## Rows: 45,211
## Columns: 17
## $ age <int> 58, 44, 33, 47, 33, 35, 28, 42, 58, 43, 41, 29, 53, 58, 57, …
## $ job <chr> "management", "technician", "entrepreneur", "blue-collar", "…
## $ marital <chr> "married", "single", "married", "married", "single", "marrie…
## $ education <chr> "tertiary", "secondary", "secondary", "unknown", "unknown", …
## $ default <chr> "no", "no", "no", "no", "no", "no", "no", "yes", "no", "no",…
## $ balance <int> 2143, 29, 2, 1506, 1, 231, 447, 2, 121, 593, 270, 390, 6, 71…
## $ housing <chr> "yes", "yes", "yes", "yes", "no", "yes", "yes", "yes", "yes"…
## $ loan <chr> "no", "no", "yes", "no", "no", "no", "yes", "no", "no", "no"…
## $ contact <chr> "unknown", "unknown", "unknown", "unknown", "unknown", "unkn…
## $ day <int> 5, 5, 5, 5, 5, 5, 5, 5, 5, 5, 5, 5, 5, 5, 5, 5, 5, 5, 5, 5, …
## $ month <chr> "may", "may", "may", "may", "may", "may", "may", "may", "may…
## $ duration <int> 261, 151, 76, 92, 198, 139, 217, 380, 50, 55, 222, 137, 517,…

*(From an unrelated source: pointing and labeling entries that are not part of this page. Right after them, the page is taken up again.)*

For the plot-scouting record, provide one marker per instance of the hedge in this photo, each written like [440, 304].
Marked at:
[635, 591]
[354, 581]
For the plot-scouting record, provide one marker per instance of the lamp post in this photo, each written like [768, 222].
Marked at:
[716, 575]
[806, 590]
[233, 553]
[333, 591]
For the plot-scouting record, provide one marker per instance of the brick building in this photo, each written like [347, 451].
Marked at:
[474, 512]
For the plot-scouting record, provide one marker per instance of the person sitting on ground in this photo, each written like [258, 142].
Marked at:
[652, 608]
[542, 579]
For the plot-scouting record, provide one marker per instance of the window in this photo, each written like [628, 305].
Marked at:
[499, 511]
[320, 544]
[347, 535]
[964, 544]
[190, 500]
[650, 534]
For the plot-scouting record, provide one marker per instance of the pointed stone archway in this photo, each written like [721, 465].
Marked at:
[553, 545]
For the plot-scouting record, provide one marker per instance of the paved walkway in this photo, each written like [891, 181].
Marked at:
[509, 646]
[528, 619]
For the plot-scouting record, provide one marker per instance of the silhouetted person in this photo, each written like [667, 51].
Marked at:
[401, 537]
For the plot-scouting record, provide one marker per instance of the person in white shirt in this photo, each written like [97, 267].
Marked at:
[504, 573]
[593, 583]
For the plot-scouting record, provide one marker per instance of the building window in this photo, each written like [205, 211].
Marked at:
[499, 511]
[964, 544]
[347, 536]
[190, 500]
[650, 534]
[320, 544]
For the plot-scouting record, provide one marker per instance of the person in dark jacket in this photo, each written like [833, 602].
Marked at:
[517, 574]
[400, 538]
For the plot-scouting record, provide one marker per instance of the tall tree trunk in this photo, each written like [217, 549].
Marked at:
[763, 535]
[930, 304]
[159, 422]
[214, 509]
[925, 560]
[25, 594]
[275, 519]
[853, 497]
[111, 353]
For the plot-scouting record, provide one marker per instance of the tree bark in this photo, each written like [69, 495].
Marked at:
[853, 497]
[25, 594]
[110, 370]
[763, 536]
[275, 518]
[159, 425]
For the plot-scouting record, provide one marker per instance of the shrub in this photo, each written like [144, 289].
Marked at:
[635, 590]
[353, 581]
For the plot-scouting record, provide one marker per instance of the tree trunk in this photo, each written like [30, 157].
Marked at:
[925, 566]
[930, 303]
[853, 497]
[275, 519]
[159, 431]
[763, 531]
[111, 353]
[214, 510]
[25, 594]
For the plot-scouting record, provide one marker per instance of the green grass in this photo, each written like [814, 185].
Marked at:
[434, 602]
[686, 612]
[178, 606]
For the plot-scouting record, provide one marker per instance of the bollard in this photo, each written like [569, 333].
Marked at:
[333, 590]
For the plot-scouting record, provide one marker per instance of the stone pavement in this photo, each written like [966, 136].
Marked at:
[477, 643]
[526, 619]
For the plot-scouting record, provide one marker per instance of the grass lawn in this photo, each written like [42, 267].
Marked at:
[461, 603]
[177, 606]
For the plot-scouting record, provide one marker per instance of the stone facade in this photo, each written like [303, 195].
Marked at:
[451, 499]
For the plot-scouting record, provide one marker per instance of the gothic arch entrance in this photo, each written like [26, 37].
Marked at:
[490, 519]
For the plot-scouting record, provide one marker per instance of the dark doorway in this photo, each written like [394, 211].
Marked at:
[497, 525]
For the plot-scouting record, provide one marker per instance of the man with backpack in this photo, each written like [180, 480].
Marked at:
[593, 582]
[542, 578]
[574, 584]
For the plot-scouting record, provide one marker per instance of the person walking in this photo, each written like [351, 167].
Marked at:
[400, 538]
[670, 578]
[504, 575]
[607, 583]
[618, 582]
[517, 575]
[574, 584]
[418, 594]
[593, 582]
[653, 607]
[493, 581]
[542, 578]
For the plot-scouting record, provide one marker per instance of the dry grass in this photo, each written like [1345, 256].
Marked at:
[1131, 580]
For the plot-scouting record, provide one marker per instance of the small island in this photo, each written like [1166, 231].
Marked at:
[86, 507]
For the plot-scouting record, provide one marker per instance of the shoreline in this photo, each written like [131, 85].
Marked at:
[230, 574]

## $ campaign <int> 1, 1, 1, 1, 1, 1, 1, 1, 1, 1, 1, 1, 1, 1, 1, 1, 1, 1, 1, 1, …
## $ pdays <int> -1, -1, -1, -1, -1, -1, -1, -1, -1, -1, -1, -1, -1, -1, -1, …
## $ previous <int> 0, 0, 0, 0, 0, 0, 0, 0, 0, 0, 0, 0, 0, 0, 0, 0, 0, 0, 0, 0, …
## $ poutcome <chr> "unknown", "unknown", "unknown", "unknown", "unknown", "unkn…
## $ y <chr> "no", "no", "no", "no", "no", "no", "no", "no", "no", "no", …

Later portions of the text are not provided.